The ZY responds with:

  TRG 1
  MPC 1
  RAD 1, 3.6657776
  MAG 1, 2.67

To calculate a sequence of phases and amplitudes, each one corresponding to a cycle structure in the DMA buffer:

  TRG    ; trigger the measurement
  SEQ    ; calculate and return the sequence data

The ZY responds with:

  TRG 1
  SEQ 1, 0, 3.534, 4.23489882, 0, 0
  SEQ 1, 1, 3.499, 4.23398948, 0, 0
  ...
  SEQ 1, n, 3.529, 4.23459893, 0, 0

Where n is (number-of-cycles - 1). The 2 zeroes at the end of each line are place holders for an undocumented experimental feature and may be safely ignored.
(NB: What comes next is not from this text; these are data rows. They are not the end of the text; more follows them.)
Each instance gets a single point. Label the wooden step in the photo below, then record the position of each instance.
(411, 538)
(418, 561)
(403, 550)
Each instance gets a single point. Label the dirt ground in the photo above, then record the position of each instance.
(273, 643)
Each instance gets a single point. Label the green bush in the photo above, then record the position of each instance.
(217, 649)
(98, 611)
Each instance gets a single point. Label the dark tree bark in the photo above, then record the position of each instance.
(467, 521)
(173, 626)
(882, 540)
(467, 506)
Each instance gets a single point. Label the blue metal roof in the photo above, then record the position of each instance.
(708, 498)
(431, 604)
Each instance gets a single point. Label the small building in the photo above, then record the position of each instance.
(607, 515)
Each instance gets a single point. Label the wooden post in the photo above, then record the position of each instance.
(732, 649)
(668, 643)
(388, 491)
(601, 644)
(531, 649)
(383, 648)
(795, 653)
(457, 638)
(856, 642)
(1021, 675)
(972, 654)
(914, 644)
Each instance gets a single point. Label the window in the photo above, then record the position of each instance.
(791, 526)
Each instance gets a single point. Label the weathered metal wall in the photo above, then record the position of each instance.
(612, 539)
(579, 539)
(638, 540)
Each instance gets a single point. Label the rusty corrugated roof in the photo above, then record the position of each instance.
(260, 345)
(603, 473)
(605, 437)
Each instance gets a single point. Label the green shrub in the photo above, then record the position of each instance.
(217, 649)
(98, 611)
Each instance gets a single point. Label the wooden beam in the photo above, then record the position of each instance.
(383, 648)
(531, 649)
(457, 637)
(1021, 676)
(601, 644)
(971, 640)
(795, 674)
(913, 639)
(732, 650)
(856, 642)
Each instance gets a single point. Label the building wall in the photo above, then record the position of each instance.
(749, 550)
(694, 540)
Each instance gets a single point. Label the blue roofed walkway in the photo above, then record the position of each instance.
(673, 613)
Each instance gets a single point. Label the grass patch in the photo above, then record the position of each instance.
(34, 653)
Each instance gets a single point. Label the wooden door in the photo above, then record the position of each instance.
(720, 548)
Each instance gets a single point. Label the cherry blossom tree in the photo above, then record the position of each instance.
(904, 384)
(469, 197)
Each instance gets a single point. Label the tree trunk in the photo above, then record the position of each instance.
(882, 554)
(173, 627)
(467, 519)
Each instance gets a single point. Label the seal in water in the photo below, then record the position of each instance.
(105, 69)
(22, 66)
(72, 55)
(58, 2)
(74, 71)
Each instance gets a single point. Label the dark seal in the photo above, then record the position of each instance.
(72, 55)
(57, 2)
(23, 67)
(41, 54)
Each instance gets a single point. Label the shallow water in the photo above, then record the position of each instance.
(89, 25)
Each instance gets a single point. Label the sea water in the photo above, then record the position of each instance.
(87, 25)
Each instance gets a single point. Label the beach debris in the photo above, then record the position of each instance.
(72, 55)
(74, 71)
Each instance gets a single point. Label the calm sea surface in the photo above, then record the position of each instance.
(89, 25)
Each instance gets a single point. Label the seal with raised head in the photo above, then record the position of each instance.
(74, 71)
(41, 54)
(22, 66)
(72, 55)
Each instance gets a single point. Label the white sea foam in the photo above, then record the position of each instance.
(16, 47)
To retrieve a range of individual samples from the DMA buffer:

  TRG;     ; trigger the measurement
  DAT 0, 9 ; request samples 0 through 9

The ZY responds with:

  TRG 1
  DAT 1, 0, -22094
  DAT 1, 1, -20138
  ...
  DAT 1, 9, 30982

High level commands are very similar to their low level counterparts, except that the data in the DMA buffer is associated with a cube, and the results of the phase and amplitude are stored in that cube's data structure, and can be used to return actual distance measurements (with low level commands, the results are not stored anywhere outside the phase system's structures, and are overwritten by the next calculation). The following example shows how to use high level commands to make a distance measurement:

  CMEAS 1, ZG11   ; move laser to cube ZG11, measure and return results

The ZY responds with:

  CMEAS 1, 4, ZG11, 0.524, 2.13223465, 70023.021

The first parameter returned by CMEAS indicates that the operation succeeded. Following this flag is the cube index number, the cube name, amplitude of the return signal, phase of the return signal, and measured distance to the corner cube target. There are no high level equivalents to the SEQ and DAT commands. There is, however, another high level data acquisition command that merits mention: SCN. SCN causes the ZY to measure in turn each cube listed in the scan list. The NUM and ORD commands are used to maintain this list (see NUM, ORD, SCN). If a large number of cubes need to be measured, SCN is preferable to repeating the example above for each cube, for the following reasons:

1. It is optimized for speed (see following section).
2. It requires a single command from the client. This is particularly important in a multiple ZY system, as each can scan the list of cubes concurrently, without the need of multiple commands from the client program, which necessarily would have to send them in sequence to each ZY.